For the most part, we’re all the heroes of our own tale. We make sense of the world in relation to us. Our world revolves around ourselves, even if we try to be cognizant of the fact that not everyone feels the same way. Even if we try not to be selfish, everyone is inevitable self-centered, at least in so far as their point of view is stuck behind their eyes. Someone tells me what I said and did a few months ago, and their view of it is colored indelibly by their point of view. And while I sometimes hear their account in surprise (I did what? I said what? Surely not!) I have to recognize that my glasses (permanently tinted rose, at least with regards to myself) are affixed.

One of the things I wanted to do with Unveiled (and the sequels involving the other Turner brothers) was explore this phenomenon. Everyone’s the hero of their own tale. I don’t think it’s possible to ever bring accounts of “what happened” into perfect harmony. It’s just not a resolvable problem.

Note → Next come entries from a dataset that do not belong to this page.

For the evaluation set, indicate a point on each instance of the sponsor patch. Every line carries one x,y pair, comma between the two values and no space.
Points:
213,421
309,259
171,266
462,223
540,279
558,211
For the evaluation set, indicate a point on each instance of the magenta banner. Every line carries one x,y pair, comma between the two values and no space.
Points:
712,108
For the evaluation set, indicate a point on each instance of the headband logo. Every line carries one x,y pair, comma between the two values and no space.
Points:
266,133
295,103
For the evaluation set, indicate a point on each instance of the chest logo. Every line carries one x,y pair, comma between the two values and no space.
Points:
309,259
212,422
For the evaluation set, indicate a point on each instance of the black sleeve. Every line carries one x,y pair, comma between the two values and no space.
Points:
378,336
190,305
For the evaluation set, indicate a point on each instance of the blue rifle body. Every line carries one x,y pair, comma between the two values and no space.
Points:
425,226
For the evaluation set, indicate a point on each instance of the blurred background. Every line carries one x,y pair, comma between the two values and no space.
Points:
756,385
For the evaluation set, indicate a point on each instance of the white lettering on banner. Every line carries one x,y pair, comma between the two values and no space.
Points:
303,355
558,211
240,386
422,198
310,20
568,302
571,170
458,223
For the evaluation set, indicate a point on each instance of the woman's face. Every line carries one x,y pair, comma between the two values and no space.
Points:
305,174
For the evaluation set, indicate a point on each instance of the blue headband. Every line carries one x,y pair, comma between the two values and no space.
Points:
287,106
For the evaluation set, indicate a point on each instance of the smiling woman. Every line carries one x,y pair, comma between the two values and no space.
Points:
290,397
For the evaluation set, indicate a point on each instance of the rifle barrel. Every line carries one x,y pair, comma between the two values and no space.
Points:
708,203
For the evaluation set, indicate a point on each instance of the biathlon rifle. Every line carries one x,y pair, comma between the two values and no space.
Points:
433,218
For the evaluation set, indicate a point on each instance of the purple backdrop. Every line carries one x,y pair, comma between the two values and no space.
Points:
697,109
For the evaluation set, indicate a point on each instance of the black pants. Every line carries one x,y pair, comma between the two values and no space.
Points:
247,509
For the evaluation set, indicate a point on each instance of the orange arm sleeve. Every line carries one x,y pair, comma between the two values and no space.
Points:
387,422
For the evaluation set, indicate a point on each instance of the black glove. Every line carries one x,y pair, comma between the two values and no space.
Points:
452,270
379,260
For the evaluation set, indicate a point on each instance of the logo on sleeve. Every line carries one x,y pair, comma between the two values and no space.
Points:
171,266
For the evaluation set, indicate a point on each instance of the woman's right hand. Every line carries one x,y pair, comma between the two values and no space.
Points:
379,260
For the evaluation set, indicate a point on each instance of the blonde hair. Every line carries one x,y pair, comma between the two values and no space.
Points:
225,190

It’s interesting to me now, as I finish touching up Unclaimed–Mark’s story–because I wonder whether people will try to sync up Mark’s view of things with Ash’s. Mark and Ash mention the same stories, but not quite in the same way. I wonder whether people will think that’s a feature or a bug.

The obvious “for instance”: No matter how old Mark gets, Ash will always see him as his little brother, someone who needs to be protected. When Mark is seventy years old, Ash will still be looking out for him, and getting annoyed because Mark failed to mention that he was going on a trip for a few days, and what if something had happened to him? In Unveiled, Ash identifies specific ways in which he needs to protect his brother. But like most grown men, Mark doesn’t think he needs to be protected at all….

3 thoughts on “Heroes

  1. Oh, it’s a feature. I adore books/series where the multiple narrators have such varying viewpoints you kind of wonder if they’re talking about the same thing. And it’s even more fun if some of them are a wee bit unreliable…

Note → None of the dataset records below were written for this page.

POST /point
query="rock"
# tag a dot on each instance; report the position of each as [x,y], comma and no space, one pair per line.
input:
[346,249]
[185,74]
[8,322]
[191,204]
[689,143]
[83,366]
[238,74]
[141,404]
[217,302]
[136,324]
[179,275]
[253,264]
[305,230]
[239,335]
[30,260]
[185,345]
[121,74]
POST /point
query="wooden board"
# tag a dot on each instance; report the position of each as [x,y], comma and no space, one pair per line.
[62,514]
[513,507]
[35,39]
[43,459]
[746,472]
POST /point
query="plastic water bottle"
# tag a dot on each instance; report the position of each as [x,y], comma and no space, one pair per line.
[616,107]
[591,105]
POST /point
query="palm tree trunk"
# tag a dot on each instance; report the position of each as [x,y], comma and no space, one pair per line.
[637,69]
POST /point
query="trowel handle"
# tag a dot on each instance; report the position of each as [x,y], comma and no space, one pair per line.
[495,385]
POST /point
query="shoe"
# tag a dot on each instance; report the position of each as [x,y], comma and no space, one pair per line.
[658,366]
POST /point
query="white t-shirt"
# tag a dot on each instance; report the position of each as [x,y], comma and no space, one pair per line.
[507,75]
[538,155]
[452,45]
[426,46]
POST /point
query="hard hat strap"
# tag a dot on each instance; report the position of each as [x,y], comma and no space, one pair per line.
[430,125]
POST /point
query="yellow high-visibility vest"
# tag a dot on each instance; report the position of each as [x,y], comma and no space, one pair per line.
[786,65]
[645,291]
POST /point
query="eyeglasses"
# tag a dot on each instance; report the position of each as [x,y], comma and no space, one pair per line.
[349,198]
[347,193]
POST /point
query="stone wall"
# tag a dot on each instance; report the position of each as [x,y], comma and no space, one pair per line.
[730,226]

  2. I’m reading your book now and hope that you do give Mark & Smite’s POV on the same situation. This is illustrated quite effectively in the scene where Smite rushes home. Ash’s POV is quite the opposite of what is actually happening.

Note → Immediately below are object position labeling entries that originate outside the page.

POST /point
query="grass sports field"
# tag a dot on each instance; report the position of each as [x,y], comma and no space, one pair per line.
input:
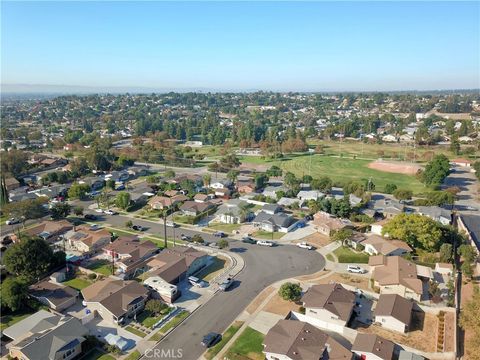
[340,170]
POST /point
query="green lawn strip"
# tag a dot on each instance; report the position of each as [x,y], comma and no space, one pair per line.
[135,331]
[77,283]
[267,235]
[103,267]
[227,335]
[248,344]
[135,355]
[227,228]
[217,265]
[340,170]
[169,325]
[347,255]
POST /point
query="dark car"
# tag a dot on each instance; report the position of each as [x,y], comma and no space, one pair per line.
[211,339]
[248,240]
[90,217]
[138,228]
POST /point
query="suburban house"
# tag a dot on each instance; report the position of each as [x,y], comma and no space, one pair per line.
[50,230]
[387,207]
[297,340]
[232,212]
[203,197]
[44,335]
[158,202]
[114,300]
[373,347]
[245,186]
[377,227]
[330,303]
[394,312]
[443,216]
[377,245]
[177,263]
[88,240]
[56,296]
[12,183]
[325,223]
[193,208]
[271,191]
[395,275]
[306,195]
[130,255]
[162,289]
[271,222]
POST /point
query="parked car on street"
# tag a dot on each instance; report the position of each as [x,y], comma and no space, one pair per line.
[356,269]
[304,245]
[249,240]
[90,217]
[211,339]
[12,221]
[226,284]
[265,243]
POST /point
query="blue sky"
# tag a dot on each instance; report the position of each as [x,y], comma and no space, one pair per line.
[243,45]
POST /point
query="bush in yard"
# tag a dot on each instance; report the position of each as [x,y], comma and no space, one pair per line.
[197,238]
[290,291]
[155,306]
[223,244]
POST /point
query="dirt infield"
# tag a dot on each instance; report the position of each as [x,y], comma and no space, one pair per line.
[395,167]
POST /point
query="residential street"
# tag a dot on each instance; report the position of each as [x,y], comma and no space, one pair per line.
[263,266]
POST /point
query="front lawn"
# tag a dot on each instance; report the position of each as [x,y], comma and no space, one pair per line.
[226,228]
[267,235]
[77,283]
[103,267]
[212,270]
[247,346]
[169,325]
[227,335]
[135,331]
[347,255]
[147,320]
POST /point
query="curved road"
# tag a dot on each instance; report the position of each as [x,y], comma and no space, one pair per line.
[263,266]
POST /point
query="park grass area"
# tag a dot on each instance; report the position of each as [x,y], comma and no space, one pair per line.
[247,346]
[226,228]
[391,151]
[347,255]
[103,267]
[97,354]
[135,331]
[227,335]
[135,355]
[340,170]
[77,283]
[215,268]
[267,235]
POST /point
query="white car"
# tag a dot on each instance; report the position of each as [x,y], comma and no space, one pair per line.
[12,221]
[356,269]
[304,245]
[264,243]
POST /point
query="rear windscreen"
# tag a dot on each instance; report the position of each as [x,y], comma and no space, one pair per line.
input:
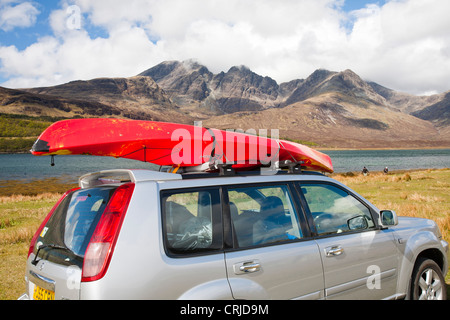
[72,224]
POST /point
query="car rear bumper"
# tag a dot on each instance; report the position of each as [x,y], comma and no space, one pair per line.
[24,297]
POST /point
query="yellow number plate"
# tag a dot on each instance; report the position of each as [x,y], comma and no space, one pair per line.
[43,294]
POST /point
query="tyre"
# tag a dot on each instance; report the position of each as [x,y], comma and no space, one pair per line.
[427,282]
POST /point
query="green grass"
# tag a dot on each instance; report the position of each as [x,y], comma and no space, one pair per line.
[23,206]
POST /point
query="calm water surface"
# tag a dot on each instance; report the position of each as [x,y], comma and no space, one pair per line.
[27,166]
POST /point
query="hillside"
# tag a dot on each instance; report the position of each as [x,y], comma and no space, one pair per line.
[332,109]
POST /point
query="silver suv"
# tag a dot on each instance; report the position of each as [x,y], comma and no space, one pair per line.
[139,234]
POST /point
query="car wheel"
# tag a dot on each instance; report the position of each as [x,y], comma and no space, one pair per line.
[427,282]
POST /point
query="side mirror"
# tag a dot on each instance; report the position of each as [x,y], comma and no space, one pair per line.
[358,223]
[388,218]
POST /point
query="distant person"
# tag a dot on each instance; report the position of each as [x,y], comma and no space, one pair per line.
[365,171]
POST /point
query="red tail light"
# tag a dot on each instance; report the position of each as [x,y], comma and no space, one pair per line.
[101,246]
[44,223]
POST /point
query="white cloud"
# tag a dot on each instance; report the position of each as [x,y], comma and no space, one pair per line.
[21,15]
[404,45]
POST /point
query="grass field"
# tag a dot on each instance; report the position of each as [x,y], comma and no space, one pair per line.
[23,206]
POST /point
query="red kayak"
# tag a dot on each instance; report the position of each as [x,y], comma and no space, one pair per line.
[170,144]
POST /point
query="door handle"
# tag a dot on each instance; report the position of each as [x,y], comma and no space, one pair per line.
[334,251]
[247,267]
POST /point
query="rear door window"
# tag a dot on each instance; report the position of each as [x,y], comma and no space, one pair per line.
[72,225]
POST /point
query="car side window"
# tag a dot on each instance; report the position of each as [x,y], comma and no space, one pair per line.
[263,215]
[192,221]
[334,210]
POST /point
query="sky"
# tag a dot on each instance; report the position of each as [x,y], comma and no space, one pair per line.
[400,44]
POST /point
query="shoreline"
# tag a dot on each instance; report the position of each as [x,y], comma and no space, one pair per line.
[34,187]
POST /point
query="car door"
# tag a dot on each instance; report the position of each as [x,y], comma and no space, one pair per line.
[272,256]
[359,259]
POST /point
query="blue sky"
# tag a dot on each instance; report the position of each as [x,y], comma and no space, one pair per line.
[401,44]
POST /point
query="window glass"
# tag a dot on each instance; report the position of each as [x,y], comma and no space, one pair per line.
[334,210]
[72,224]
[262,215]
[189,218]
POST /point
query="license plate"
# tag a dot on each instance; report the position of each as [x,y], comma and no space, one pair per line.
[43,294]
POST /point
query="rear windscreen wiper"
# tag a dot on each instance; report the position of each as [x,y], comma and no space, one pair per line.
[51,246]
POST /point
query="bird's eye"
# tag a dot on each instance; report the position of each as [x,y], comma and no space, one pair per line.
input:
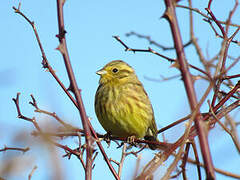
[115,70]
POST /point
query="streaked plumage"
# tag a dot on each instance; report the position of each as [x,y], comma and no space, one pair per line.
[122,105]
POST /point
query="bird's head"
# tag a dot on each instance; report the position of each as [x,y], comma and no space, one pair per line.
[116,72]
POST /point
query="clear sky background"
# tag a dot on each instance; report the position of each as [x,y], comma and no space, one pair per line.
[90,26]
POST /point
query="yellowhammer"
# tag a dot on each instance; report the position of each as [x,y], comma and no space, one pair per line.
[122,105]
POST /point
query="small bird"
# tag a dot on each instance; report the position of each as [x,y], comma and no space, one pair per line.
[122,105]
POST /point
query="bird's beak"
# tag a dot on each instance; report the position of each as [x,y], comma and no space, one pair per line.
[101,72]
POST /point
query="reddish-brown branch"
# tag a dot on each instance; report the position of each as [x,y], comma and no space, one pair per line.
[149,50]
[74,88]
[170,15]
[184,161]
[31,173]
[149,39]
[20,116]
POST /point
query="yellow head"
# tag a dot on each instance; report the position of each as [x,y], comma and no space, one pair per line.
[116,72]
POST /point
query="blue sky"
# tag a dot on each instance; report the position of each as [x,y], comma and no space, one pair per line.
[90,26]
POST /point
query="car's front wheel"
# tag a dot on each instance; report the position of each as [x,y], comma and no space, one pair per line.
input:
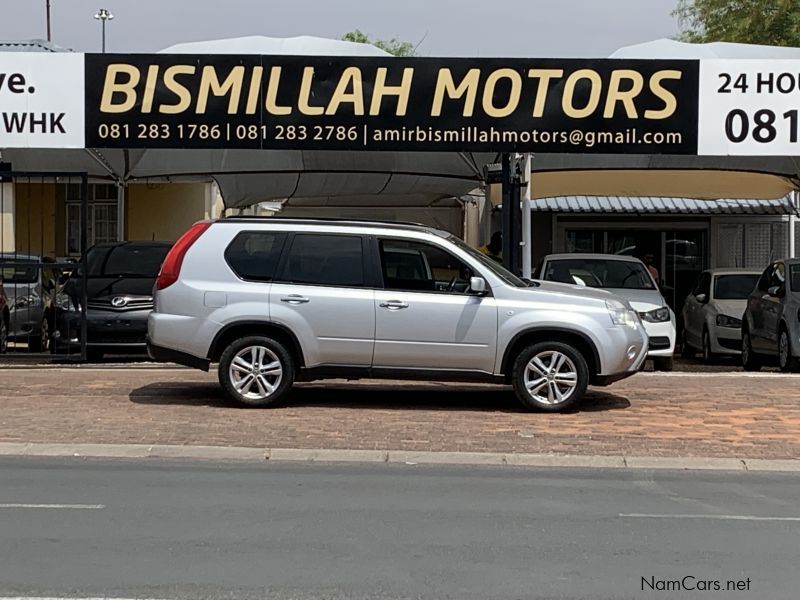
[256,371]
[786,361]
[750,360]
[550,376]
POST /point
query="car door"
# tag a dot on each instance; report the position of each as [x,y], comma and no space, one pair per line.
[757,305]
[425,315]
[771,307]
[324,295]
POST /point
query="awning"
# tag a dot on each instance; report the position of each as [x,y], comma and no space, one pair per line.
[663,206]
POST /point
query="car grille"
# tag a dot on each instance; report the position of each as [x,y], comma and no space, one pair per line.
[658,343]
[140,303]
[730,344]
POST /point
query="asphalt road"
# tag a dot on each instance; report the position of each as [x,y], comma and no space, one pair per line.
[78,528]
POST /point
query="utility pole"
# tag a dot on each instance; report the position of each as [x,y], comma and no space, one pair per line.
[103,15]
[49,37]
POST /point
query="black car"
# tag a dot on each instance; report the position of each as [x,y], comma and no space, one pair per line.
[120,278]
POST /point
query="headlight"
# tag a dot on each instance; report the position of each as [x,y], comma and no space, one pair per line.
[726,321]
[64,302]
[658,315]
[27,302]
[621,314]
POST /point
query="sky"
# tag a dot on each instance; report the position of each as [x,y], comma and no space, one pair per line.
[500,28]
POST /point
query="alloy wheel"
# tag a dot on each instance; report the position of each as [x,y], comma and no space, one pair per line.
[783,350]
[255,372]
[551,377]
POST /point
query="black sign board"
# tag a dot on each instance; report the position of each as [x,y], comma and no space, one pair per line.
[377,103]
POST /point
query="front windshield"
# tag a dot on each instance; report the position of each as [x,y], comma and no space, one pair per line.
[127,260]
[495,267]
[734,287]
[18,271]
[599,273]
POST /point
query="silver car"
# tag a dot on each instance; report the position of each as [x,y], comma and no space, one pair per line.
[771,322]
[276,300]
[712,313]
[30,288]
[628,278]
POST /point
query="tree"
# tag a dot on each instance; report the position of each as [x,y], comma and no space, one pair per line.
[392,46]
[770,22]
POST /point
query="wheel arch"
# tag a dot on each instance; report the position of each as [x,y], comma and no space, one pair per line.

    BTW, I’m also enjoying how you side-stepped all the usual contrivances in keeping the h/h apart. I’ll try to explain this without spoilers: Most authors would have written Margaret’s masquerade as the ultimate betrayal. You chose not to do that and was true to Ash’s character.

  3. FEATURE! I am so, so sick of stories where the character’s perceptions are presented as fact. The most egregious is when the narrator says “She knew he was telling the truth”. No, she didn’t! She believed he was telling the truth. Big difference. Big. Huge. But it can also be more subtle, like when a character’s “instincts”, with no basis in her characterization, turn out to match reality.

    If two characters as different as Ash and Mark told the exact same story, I would call BS. Because there is never just one side to a story, and their worldviews are so very different.

    Perceptions hardly ever line up exactly with objective reality. How could they? You only have a single perspective. If there’s a fence between me and you and I can’t see you, does that mean you weren’t there? Obviously not. Does it mean I’m lying when I say you weren’t there? Of course not.

    This is why I love Rashomon style stories, when the story is told several times from different points of view. How a story is told tells me so much about the narrator.